I'm attempting to find a way to find anomalies within some data, but I'm having some trouble understanding the correct way to go about it.

I want to effectively determine the weight of an anomaly by comparing the data against both the entity and the entity's population.

Example:

If I have user login data, I want to detect when a user logins in from a rare source (e.g.: Country), but I want the weight anomaly value to do something like:

  1. If login source is not rare for the user, and not rare for the population, then its not an anomaly
  2. If login source is rare for the user, but not rare for the population weight the anomaly "lower"
  3. If login source is not rare for the user, but rare for the population weight the anomaly "lower"
  4. If login source is rare for the user, and rare for the population weight the anomaly "higher"

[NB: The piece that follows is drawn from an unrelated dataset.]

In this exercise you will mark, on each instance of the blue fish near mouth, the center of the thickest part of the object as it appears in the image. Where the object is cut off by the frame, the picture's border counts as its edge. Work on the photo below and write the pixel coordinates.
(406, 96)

I thought about using a detector like:

rare by "source.geo.country_name" over "user.name"

But my understanding of the above, is that this will only compare the user against the population and not the user against the user.

Is the above a correct understanding? And if it is correct, is it currently possible to achieve what I am looking for?

I'm looking at testing out some Elastic Security (SIEM) stuff, if this helps at all with the context.

Let's compare these three configuration options

  1. rare by "source.geo.country_name"
  2. rare by "source.geo.country_name" partition_field="user.name"
  3. rare by "source.geo.country_name" over "user.name"

Number 1. considers all country occurrences historically and compares them

Number 2. considers countries for each user separately but is otherwise similar to 1,

Number 3. considers users generating each country and looks for ones that few users generate. For 3 as well we are sensitive to users with multiple rare countries at the same time.

Also, along similar lines, when combined in one job we boost anomalousness if a country is rare overall, rare for a user, and rarely generated by any user. (assuming one uses user.name as an influencer throughout)

So you can consider configuring multiple detectors in a single job or leave them as separate jobs and combine the results in some custom way using a Watch (somewhat of an example of combining results across jobs here but you might want to use influencer_scores instead) or a Transform.

Note: rare by country over user needs a reasonably high population count, i.e. it won't be effective if you only have a few users

This topic was automatically closed 28 days after the last reply. New replies are no longer allowed.